Forms & meanings

Addressees: Learners and teachers

Unmasking words…

All words of a plurilingual series have a common core meaning. One such encounters e.g. between fr. travail/emploi/job/boulot... – it. lavoro/fatica/impiego… – en. job/work/employment… – pt. labor/trabalho/emprego… – sp. labor/trabajo/obra/curro/faenca…, en. paine/fr. peine/it. pena… for example, in the intersection of meanings about ‘trouble – work – punishment – pain – opportunity to make money, dullness/fatigue’. Knowing a core meaning already allows a rough understanding, but requires further concretization. With the knowledge of only three closely adjacent words esfuerzo, peine, labor you already understand ten (see above). Between the different semantic cues you can create mnemonics: “Work (labor, travail… ) makes trouble (peine), requires effort (effort, esfuerzo), possibly brings even pain (peine, dolore … ), makes you tire (fatiga), can even be a punishment (pena, castigo, punizione).” Only the co-texts (i.e. the textual environment of a word) and contexts (the situation in which a word is encountered or used) bring clarity about what exactly is meant. What will you have to do to identify the core meaning?

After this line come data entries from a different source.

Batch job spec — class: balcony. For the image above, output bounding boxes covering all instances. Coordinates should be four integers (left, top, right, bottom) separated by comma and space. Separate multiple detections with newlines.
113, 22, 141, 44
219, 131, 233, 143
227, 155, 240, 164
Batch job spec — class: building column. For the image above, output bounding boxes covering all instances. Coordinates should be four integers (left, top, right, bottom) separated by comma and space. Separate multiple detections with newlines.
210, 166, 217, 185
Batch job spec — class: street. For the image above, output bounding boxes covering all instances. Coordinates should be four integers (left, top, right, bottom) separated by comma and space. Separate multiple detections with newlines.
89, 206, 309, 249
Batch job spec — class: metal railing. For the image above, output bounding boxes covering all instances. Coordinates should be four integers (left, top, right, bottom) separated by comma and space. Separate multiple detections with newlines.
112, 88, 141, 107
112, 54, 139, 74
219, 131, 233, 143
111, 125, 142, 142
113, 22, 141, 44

  1. Put the meaning frame (search frame) of the word wide, it should capture all meaning features.
  2. Analyze the word’s form or surface by de- and recomposing it (prefixes, radicals, conjugated forms, suffixes). Do you know words of other languages which look the same.
  3. Pay attention to the target word’s textual environment (co-text) and the situational context.
  4. Check whether the concrete meaning of the word you suppose fits into the overall message of the text (content-related plausibility check). Does your first attempt already seem plausible? Possibly use tools, e.g. dictionaries, for verification. A further specification may be required.
  5. Find out the properties of the word of interest (word type, genus, conjugation type, transitivity/intransivity, parent/subordinate term, multilingual word family and description [effort, s’efforcer de f.qc., fort/force]). Question about the equivalents in other languages (does en. *to effort exist? No, English prefers to make an effort, to put some effort into…). Create monolingual and multilingual word networks to consolidate your insights.
  6. Speaking of content: Differentiate according to possible meanings and concretize the core meaning by finding out what the neighboring meanings have in common. Below, the parent feature is ‘bad’; its subordinate associations: effort > work > hurts/is unpleasant > punishment (disagreable, effort, gives pain, punishment. ..; sp. malo > duele/dolor > pena. Does the word appear in idioms (vale la ~…, fr. ça vaut la peine)? Expand your knowledge of the target language and the bridge language.
  7. Check your result by carrying out another plausibility check or by using reliable help(s) (dictionaries, concordances, grammars, a target language competent person).
  8. Insert the findings into your hypothesis grammar. This includes the assumptions you develop about the new word/structure. The hypothesis grammar, as already said, needs to be reviewed at the end. The language hypotheses can refer both to a single target language and to the correspondences between languages. Example: fr. charité and it. carità, pt. caridade, sp. caridad show the rule “fr. ch-+ vowel in the initial position corresponds to it./pt./sp. /k/ or c- if a dark vowel (like a,o,u) follows”. You will find the hypothesis confirmed in fr. chien, it. cane, pt. cão, sp. can (next to perro). Of course, there are exceptions, a calamity, une calamité, calamità, calamidade, calamidad.

Happy unmasking of words’ forms and meanings!